Still Letting Formulas Brainwash You? It Means You’re Still Standing Still

Still Letting Formulas Brainwash You? It Means You’re Still Standing Still
Still Letting Formulas Brainwash You? It Means You’re Still Standing Still
At the turn of every year, people inevitably repost mottos like, "Improve yourself a little every day, and your life will be completely different." As a form of self-encouragement or mutual encouragement, there is nothing inherently wrong with that attitude. Life is, after all, built from small accumulations; grains of sand make a tower. Making small but persistent efforts, and holding on to resilient hope for the future, is in itself admirable. But people often attach formulas like the following as proof:
If you improve by 0.01 every day, then after one year you will be 37.8 times better. If you decline by 0.01 every day, then after one year you will be reduced to just 0.03 of where you started. The power of effort is that enormous, so we should work all the harder! And if you increase that just a little more—from 0.01 to 0.02, which does not sound especially difficult—the result becomes even more staggering.
But are formulas like this actually credible? Is it really possible for a person to improve 37 times, or even 1,000 times, within a single year? And if someone spends a year doing nothing much—not even exactly doing nothing, just slipping backward by 0.01 to 0.02 a day—do they really become a complete idiot by year’s end? If their ability is supposedly only 3% or even 0.06% of what it was at the beginning of the year, then “idiot” would hardly be an exaggeration. In my limited life experience, I have seen neither type of person. If someone could improve by 1,000 times in any area within a year, then by adulthood they ought to be capable of absolutely anything. And if someone could regress to 3% of their original self in a year, then the world ought to be full of people reduced to vegetables.
The fact that such absurd formulas can be promoted, circulated, and even believed says at least one thing to me: it reveals just how scarce independent thinking really is in this world. If people had even the slightest desire to separate truth from falsehood, they would not buy into reasoning this ridiculous. And if someone spends year after year using this kind of pseudo-truth to motivate themselves, it probably only shows that their own capacity for thinking has remained stagnant.

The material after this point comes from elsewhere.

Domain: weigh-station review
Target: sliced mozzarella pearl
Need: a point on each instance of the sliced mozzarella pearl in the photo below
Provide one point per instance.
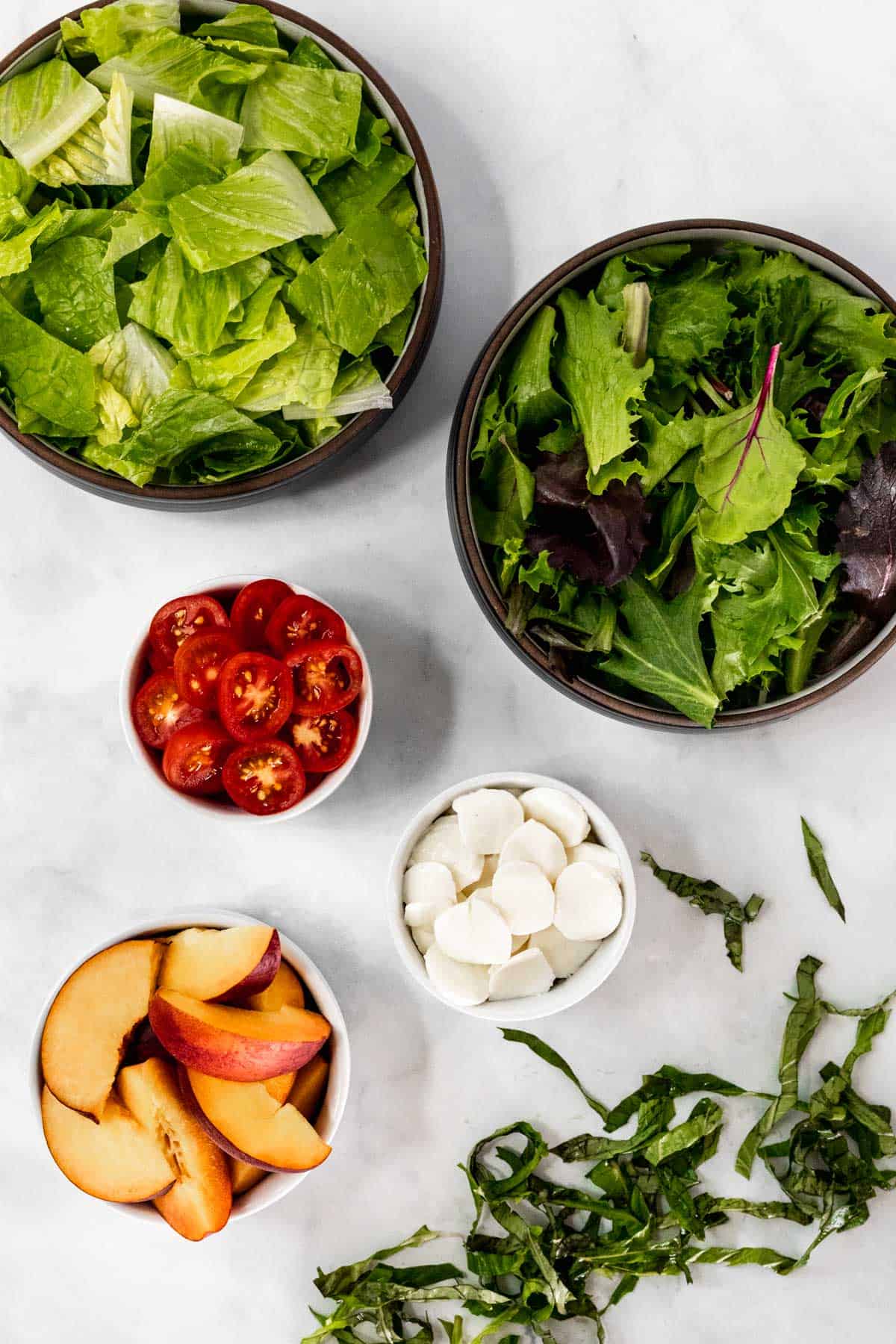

In essence, this is a false proposition not even worth refuting. No one can become 1% more hardworking every single day relative to the day before. Basic common sense tells us growth in this context is linear, not exponential. Assuming a person’s innate and external conditions do not suddenly change, the relationship between time and effort invested and the gains achieved is bounded. So if on day one, a person needs one hour in order to improve by 0.01 over the previous day, then to keep improving by 0.01 over the previous day every single day, the time required must also increase proportionally. By day 100, they would need to put in 2.7 hours a day. By day 200, 7.3 hours a day. By day 300, 19.7 hours a day—just to maintain that rate of growth. Clearly impossible. And if the target were 1.02 instead, then by day 200 they would need to work 52.48 hours a day, which is even more obviously impossible.

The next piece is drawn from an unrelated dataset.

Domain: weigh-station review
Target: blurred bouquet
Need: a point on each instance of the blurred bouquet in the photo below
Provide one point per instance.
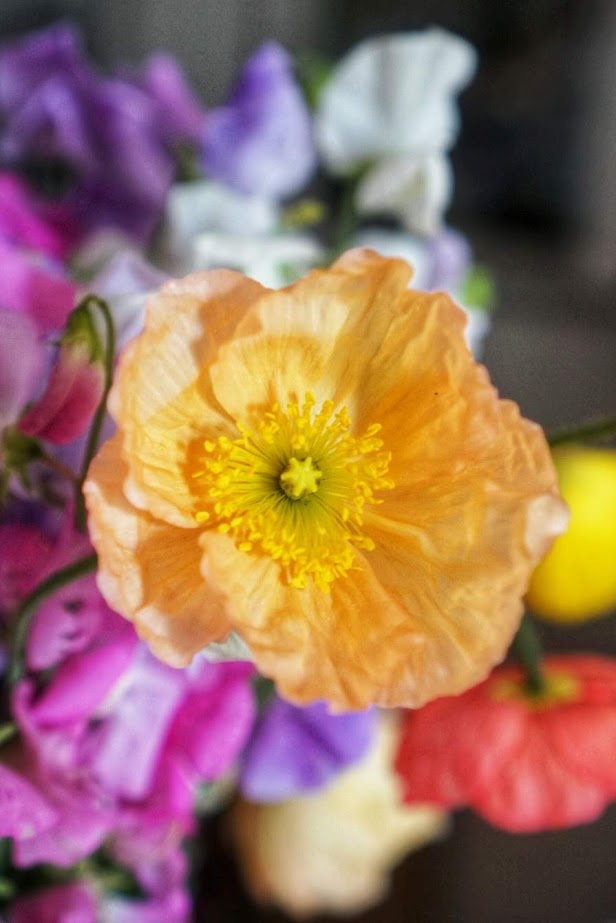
(310, 519)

Even if we ignore forgetting, diminishing marginal returns, and all the other real-world complications, and just think about the issue in simple terms, if daily improvement is proportional to effort, while daily effort remains stable, then 1 + 0.01 * 365 = 4.65 is a much more reasonable formula. And if we take the realities of life into account, perhaps estimating an improvement of one-thousandth per day on your current base would be more realistic.

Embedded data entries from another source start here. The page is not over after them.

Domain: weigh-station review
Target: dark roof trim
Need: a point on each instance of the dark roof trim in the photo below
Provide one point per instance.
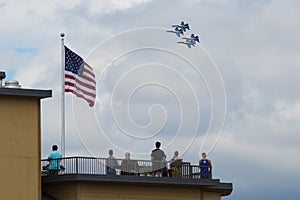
(206, 184)
(47, 197)
(25, 92)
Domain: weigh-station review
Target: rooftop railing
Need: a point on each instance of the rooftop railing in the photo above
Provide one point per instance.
(122, 167)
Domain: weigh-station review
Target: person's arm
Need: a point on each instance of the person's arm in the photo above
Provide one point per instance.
(49, 157)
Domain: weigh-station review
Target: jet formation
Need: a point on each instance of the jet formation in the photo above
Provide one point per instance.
(180, 29)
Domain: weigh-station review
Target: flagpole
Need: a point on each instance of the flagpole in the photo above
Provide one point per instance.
(63, 128)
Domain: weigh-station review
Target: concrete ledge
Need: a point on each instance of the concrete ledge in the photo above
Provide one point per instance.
(210, 185)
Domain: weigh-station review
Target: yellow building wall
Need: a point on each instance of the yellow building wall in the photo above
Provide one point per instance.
(20, 148)
(124, 191)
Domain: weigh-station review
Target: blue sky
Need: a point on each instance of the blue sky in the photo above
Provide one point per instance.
(248, 48)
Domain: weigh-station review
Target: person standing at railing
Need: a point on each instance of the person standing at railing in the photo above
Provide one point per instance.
(111, 163)
(175, 165)
(205, 167)
(54, 159)
(129, 167)
(158, 158)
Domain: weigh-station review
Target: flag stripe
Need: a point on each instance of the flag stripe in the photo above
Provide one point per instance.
(79, 77)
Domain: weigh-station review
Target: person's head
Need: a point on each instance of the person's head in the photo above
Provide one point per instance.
(176, 153)
(157, 144)
(54, 147)
(127, 155)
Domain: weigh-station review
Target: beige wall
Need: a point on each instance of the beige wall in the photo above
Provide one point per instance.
(124, 191)
(20, 148)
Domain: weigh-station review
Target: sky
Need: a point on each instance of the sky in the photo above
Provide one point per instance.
(235, 95)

Take English vocabulary as an example. Suppose you currently know 5,000 words. To sustain a 1% increase for a full year, you would have to memorize 50 new words a day, every day, and by the end of the year your vocabulary alone would reach 23,250. That sounds impressive, and not entirely impossible, but that kind of progress is more like a short-term sprint than something easily sustained. Because in the second year, if you still wanted to maintain 1% growth, you would have to memorize 232 words a day, which obviously lands you right back in the fallacy of exponential growth. But even if you memorized just 5 new words a day, after one year you would still exceed 6,800 words. Given enough time, that too can lead to substantial achievement.
So why are so many people willing to be brainwashed by absurd formulas like 37.8x? Beyond a lack of independent thinking, the deeper reason is probably impatience and the desire for quick results. Everyone wants their abilities, wealth, appearance, and status to rise quickly, and a number like 37.8x creates a kind of false sense of prosperity, like a fantasy of overnight transformation. That is what makes people flock to it. Meanwhile, the value of steady, grounded effort is easily overlooked. By comparison, numbers like 4.65 or 1.365 may seem plain and uninspiring, but they are realistic, measurable, and actionable for ordinary people. If at the start of the year you believe in the myth of 37.8x, and by the end of the year realize that nothing in your life has improved at anything close to that rate, the blow to your confidence may be severe: apparently, I could not even manage 1% improvement a day.
Instead of that, it is far better to firmly accept that there are no shortcuts to explosive growth in life. Calm down, work seriously, and perhaps after 1,000 or 10,000 hours, you may achieve something substantial in one area. That kind of attitude and perseverance—and those kinds of formulas and numbers—may be what are truly worth believing in.